Reputation: 33
I was trying to implement the closure example in Scala, from Neal Ford's Functional Thinking presentation which is in Groovy. Refer slide # 43 & 44 https://sea.ucar.edu/sites/default/files/Functional_Thinking.pdf
def makeCounter : Unit = {
var localVar = 0
return { localVar += 1 }
}
This code returns an anonymous function. Now I want to increment the localVar by invoking this anonymous function.
I have two questions:
1. How do I invoke the anonymous function?

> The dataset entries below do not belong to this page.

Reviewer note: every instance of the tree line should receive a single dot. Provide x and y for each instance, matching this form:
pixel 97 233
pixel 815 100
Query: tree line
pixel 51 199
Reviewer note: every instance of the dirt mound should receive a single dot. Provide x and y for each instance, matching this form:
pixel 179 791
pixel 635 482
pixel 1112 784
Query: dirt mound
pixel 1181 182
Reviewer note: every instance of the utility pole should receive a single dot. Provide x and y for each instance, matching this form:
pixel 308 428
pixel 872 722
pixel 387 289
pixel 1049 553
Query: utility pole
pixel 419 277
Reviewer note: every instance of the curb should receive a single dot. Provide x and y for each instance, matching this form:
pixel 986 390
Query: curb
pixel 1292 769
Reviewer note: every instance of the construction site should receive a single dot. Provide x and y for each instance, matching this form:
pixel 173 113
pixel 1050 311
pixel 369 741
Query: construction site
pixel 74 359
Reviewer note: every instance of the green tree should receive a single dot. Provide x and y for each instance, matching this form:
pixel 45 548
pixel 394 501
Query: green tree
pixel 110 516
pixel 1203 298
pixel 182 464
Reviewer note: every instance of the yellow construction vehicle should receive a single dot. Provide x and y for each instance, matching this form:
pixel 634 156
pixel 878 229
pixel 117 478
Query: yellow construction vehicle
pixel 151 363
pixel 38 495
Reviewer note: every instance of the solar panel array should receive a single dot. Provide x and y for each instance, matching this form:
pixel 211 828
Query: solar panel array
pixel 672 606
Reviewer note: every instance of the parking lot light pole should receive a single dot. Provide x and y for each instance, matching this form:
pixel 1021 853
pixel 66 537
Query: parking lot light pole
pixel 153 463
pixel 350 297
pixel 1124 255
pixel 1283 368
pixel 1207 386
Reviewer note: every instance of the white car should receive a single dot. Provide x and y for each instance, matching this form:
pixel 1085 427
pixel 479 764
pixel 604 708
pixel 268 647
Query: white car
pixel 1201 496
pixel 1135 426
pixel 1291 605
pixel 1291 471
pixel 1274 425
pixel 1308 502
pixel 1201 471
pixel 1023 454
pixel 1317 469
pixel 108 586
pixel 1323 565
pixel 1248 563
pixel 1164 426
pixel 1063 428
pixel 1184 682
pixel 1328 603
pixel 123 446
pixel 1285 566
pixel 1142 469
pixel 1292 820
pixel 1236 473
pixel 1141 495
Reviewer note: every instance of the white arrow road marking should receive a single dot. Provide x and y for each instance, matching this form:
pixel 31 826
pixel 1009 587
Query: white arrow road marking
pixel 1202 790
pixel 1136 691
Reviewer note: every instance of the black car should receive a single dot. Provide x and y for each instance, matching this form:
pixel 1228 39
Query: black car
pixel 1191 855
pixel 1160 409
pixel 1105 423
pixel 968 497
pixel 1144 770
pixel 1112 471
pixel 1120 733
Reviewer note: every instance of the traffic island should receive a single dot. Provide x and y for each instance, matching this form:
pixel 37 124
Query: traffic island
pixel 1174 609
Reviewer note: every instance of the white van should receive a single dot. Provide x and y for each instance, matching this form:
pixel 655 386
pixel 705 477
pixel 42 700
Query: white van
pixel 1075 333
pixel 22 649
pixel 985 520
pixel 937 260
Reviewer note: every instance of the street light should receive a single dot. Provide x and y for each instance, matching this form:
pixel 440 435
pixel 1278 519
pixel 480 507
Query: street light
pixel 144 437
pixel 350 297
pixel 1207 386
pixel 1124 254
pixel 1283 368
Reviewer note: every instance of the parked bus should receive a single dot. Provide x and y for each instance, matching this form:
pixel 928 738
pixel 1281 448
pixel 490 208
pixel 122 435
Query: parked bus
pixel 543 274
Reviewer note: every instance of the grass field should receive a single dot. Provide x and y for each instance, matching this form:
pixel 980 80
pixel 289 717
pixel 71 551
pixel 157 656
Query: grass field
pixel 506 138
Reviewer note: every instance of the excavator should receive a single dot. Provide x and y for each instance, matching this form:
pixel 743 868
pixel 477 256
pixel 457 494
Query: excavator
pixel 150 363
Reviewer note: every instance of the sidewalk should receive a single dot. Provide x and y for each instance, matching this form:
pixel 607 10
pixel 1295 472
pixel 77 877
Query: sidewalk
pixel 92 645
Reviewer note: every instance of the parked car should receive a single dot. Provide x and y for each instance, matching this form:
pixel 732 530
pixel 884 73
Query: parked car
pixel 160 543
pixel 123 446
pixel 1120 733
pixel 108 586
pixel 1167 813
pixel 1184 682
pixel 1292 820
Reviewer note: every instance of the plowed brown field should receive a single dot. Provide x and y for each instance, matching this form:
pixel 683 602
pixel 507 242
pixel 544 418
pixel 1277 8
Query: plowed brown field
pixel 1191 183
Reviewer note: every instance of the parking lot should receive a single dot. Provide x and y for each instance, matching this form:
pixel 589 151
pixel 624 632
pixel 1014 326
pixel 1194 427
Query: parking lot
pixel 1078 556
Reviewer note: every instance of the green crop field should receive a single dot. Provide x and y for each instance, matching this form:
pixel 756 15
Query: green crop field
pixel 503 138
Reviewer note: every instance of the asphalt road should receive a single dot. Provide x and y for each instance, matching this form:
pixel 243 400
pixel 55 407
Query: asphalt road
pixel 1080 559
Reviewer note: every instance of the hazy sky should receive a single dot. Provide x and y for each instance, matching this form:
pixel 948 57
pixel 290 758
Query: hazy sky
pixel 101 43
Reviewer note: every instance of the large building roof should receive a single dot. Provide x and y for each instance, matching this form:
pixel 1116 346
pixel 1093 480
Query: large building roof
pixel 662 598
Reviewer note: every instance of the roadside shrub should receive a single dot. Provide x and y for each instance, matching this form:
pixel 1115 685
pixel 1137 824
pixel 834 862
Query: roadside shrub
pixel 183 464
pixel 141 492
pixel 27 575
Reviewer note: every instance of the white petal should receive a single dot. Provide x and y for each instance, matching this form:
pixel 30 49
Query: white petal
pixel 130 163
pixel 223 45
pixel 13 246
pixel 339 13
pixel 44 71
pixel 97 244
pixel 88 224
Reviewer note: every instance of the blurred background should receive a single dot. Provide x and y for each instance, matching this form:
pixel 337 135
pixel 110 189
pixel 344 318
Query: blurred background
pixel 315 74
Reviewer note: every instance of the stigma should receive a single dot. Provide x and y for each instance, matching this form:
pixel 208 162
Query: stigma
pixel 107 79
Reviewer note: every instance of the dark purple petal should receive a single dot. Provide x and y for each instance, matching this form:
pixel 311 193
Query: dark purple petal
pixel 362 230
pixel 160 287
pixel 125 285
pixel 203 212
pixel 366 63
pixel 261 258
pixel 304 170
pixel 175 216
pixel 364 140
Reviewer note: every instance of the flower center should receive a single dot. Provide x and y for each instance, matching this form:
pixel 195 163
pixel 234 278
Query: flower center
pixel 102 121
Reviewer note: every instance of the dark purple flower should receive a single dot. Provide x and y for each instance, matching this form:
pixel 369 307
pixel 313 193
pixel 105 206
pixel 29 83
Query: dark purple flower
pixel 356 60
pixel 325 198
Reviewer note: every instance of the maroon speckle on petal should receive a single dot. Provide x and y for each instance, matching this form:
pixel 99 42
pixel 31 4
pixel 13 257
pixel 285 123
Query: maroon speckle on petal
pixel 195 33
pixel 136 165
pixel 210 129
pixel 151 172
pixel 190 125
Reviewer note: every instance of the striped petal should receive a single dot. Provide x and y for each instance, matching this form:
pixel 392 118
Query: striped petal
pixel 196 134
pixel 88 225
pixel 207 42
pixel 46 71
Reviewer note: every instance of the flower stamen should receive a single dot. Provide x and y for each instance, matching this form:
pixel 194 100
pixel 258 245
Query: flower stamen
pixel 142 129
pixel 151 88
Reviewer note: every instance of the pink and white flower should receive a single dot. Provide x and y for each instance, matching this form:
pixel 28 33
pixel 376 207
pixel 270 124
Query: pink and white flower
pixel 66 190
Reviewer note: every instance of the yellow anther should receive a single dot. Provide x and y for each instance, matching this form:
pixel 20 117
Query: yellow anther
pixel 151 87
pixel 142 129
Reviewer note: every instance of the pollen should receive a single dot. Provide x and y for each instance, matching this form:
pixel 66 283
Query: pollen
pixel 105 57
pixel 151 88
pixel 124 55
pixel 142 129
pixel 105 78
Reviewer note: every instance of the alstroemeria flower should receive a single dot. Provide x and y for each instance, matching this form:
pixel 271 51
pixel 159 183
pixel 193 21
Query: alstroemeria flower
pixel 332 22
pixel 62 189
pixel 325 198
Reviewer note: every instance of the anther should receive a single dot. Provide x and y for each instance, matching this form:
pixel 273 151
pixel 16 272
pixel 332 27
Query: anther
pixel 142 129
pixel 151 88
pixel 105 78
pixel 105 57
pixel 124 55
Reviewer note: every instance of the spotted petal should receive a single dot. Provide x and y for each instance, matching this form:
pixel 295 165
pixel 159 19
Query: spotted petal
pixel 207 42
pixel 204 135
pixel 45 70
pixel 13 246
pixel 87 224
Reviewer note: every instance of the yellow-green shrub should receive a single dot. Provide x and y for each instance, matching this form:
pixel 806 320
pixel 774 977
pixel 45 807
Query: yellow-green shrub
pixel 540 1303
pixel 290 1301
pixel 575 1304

2. After invoking it how do I check if the value of localVar is incremented or not?
First I tried this -
val c1 = makeCounter(). It threw below error:
error: makeCounter of type Unit does not take parameters
Then I tried this.
val c1 = makeCounter
This didn't give any error. Only printed c1: Unit = ().
Then,
print(c1) printed (), whereas c1() gave the same error.
Upvotes: 0
Views: 1191
Reputation: 12783
First of all. Don't use return
, its semantics is completely different in Scala than in Java or Groovy.
The Unit
type isn't a synonym for anonymous function. It's more like a indication of side-effects.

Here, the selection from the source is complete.